A = diags([np.arange(100), np.arange(99), np.arange(99)], offsets=[0, -1, 1])

However, this sparse matrix also has a vector of ones in the last row. Is there any way to store this in the sparse matrix or is my construct to inefficient and I should work with a dense matrix?


Solution

  • sparse.diags does make a sparse matrix with a special diagonal format:

    In [591]: A = sparse.diags([np.arange(100), np.arange(99), np.arange(99)], offse
         ...: ts=[0, -1, 1])
    In [592]: A
    Out[592]: 
    <100x100 sparse matrix of type '<class 'numpy.float64'>'
        with 298 stored elements (3 diagonals) in DIAgonal format>
    In [593]: A.A
    Out[593]: 
    array([[  0.,   0.,   0., ...,   0.,   0.,   0.],
           [  0.,   1.,   1., ...,   0.,   0.,   0.],
           [  0.,   1.,   2., ...,   0.,   0.,   0.],
           ..., 
           [  0.,   0.,   0., ...,  97.,  97.,   0.],
           [  0.,   0.,   0., ...,  97.,  98.,  98.],
           [  0.,   0.,   0., ...,   0.,  98.,  99.]])
    

    But the storage isn't significantly more efficient than other sparse formats. Other formats have to store the same 298 values. They'll just index them differently.

    We can set the last row in various ways.

    We can't index the last row directly with the sparse format.

    In [594]: A[-1,:]
    ...
    TypeError: 'dia_matrix' object is not subscriptable
    

    but we can convert it to csr format, and set its row value:

    In [595]: A.tocsr()[-1,:]
    Out[595]: 
    <1x100 sparse matrix of type '<class 'numpy.float64'>'
        with 2 stored elements in Compressed Sparse Row format>
    In [596]: Ac = A.tocsr()
    In [597]: Ac[-1,:]=1
    /usr/local/lib/python3.5/dist-packages/scipy/sparse/compressed.py:730: SparseEfficiencyWarning: Changing the sparsity structure of a csr_matrix is expensive.
    In [598]: Ac
    Out[598]: 
    <100x100 sparse matrix of type '<class 'numpy.float64'>'
        with 393 stored elements in Compressed Sparse Row format>
    In [599]: Ac.A
    Out[599]: 
    array([[  0.,   0.,   0., ...,   0.,   0.,   0.],
           [  0.,   1.,   1., ...,   0.,   0.,   0.],
           [  0.,   1.,   2., ...,   0.,   0.,   0.],
           ..., 
           [  0.,   0.,   0., ...,  97.,  97.,   0.],
           [  0.,   0.,   0., ...,  97.,  98.,  98.],
           [  1.,   1.,   1., ...,   1.,   1.,   1.]])
    

    Here I wouldn't worry about the sparsity warning; that's meant more for cases where the action is done iteratively. I could have used tolil() instead. Keep in mind that the csr format gets use for calculations. And the coo format is use when combining blocks of matrices.

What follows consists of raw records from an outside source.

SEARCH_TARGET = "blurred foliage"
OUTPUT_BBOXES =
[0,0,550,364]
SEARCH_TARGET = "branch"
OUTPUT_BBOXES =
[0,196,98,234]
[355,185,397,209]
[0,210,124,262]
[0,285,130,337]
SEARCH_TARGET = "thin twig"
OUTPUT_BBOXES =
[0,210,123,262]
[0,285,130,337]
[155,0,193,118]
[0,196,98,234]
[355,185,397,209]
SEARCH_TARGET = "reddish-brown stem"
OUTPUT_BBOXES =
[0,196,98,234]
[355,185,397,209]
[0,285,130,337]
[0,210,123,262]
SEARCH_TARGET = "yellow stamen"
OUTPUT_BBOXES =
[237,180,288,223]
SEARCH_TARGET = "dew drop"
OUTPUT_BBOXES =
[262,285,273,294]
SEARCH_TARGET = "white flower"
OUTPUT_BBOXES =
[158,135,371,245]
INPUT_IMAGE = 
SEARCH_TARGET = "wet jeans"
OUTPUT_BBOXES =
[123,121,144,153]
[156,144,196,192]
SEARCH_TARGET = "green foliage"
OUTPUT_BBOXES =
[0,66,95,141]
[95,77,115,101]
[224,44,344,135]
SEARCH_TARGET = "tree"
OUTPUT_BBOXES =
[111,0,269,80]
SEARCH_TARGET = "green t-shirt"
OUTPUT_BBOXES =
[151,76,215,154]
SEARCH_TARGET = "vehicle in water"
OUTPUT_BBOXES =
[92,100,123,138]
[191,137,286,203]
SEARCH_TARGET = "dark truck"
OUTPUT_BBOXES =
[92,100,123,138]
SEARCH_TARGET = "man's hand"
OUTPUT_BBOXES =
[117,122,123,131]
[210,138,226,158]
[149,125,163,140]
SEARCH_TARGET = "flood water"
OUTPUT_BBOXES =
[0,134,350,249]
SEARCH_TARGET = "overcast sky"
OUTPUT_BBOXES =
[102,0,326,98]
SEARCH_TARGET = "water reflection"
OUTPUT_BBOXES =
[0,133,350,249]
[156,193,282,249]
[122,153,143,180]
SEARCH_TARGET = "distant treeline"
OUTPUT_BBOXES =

    I just checked the sparse.dia_matrix code. For your array A.data is a (3,100) array. It 'squared off' your ragged input. A.offsets is a 3 element array.

    A.tocoo() stores the values in 3 (295,) arrays (removing the 3 0's in your definition). A A.tocsr() stores 2 (295,) arrays plus a (101,) indptr array. So the dia format is more compact, but only so long as you can work in the format.


    To append the ones row instead, use sparse.vstack (vstack uses coo format to construct the new matrix):

    In [619]: B = sparse.vstack((A,np.ones((1,100))))
    In [620]: B
    Out[620]: 
    <101x100 sparse matrix of type '<class 'numpy.float64'>'
        with 395 stored elements in COOrdinate format>
    

    Out of curiosity I tried vstack with a dia output - it doesn't like it, because the squared off dia data would be too large.

    In [621]: B = sparse.vstack((A,np.ones((1,100))),format='dia')
    /usr/local/lib/python3.5/dist-packages/scipy/sparse/coo.py:359: SparseEfficiencyWarning: Constructing a DIA matrix with 102 diagonals is inefficient
    

    Assignment with the lil format doesn't produce any warnings:

    In [624]: Al = A.tolil()
    In [625]: Al[-1,:]=1
    In [626]: Al
    Out[626]: 
    <100x100 sparse matrix of type '<class 'numpy.float64'>'
        with 393 stored elements in LInked List format>
    

    This too is converted to csr for most calculations.